ある朝1。

寝られぬまま朝を迎える。しかしそれは正確ではない。眠ったのである。アルコールが、やはりと言うべきか、それは「付き合い」とか団体とか集団とか、個人単位の飲酒ではなかったけれども、私を眠らせたのである。寝入った時間は、ヒトが、種としての単位の上でのヒトが眠る時間の、正常の範囲、それは年齢や性別や職業などさまざまな要因もあるだろうけれども、特に異常と思われる時間ではなかった。しかし、目は覚めたのである。深夜であった。
私は再び睡眠を得ることのできぬまま、さまざまのことを経過させ、今日もまた当たり前のように明るくなった外を、カーテンやすりガラスの向こうに霞ませている。
私には今日もまた外出する予定があった。だから体を、精神を休ませる必要があった。なのに、私はそれを避けるように物を書いているのである。
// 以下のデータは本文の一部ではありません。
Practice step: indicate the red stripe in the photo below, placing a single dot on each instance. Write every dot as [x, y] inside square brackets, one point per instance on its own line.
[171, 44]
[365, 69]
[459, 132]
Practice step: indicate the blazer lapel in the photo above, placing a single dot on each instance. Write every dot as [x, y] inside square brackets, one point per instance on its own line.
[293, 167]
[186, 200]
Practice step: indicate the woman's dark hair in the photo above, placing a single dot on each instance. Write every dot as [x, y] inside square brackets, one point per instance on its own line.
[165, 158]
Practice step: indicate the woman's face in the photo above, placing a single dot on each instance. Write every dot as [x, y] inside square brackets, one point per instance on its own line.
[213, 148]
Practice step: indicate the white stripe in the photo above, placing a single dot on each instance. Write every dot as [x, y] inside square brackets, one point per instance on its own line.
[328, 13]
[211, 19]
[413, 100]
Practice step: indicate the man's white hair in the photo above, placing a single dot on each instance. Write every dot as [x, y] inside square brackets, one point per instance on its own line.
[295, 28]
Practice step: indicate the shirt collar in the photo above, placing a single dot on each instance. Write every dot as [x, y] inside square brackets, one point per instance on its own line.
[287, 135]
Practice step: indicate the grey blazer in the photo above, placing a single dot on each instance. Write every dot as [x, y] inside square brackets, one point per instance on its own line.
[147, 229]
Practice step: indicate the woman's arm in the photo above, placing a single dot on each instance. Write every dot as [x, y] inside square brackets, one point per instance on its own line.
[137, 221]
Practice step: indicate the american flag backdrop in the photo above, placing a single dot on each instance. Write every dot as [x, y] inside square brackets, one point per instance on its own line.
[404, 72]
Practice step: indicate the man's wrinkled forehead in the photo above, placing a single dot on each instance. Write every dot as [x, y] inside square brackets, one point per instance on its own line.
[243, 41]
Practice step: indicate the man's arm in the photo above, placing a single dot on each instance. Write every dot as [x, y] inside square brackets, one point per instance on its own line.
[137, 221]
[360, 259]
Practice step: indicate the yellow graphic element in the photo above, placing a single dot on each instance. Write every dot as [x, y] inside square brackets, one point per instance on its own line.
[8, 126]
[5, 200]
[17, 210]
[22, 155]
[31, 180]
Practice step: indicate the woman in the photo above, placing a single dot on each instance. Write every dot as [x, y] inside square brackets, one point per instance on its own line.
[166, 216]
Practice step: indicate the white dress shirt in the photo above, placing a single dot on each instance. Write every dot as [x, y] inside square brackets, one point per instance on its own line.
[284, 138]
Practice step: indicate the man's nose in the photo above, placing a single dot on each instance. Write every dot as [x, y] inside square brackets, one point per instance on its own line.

そしてまた、この場所の意味を、性懲りも無く、そんな下らないことを考えたりしている。決してこの場所は、否定的な意味を持っていないということを、私は確認する。ここにそれを記しておき、何かの時、例えば心持ちが折れそうになったり、何か甘やかな罠などにとらわれそうになった時に、すぐにこの場所に戻ってきて、さまざまの自分の書き物を確認することで、自分を落ち着かせるのである。
冷水を頭からかぶりながら鏡を見るような趣きがある。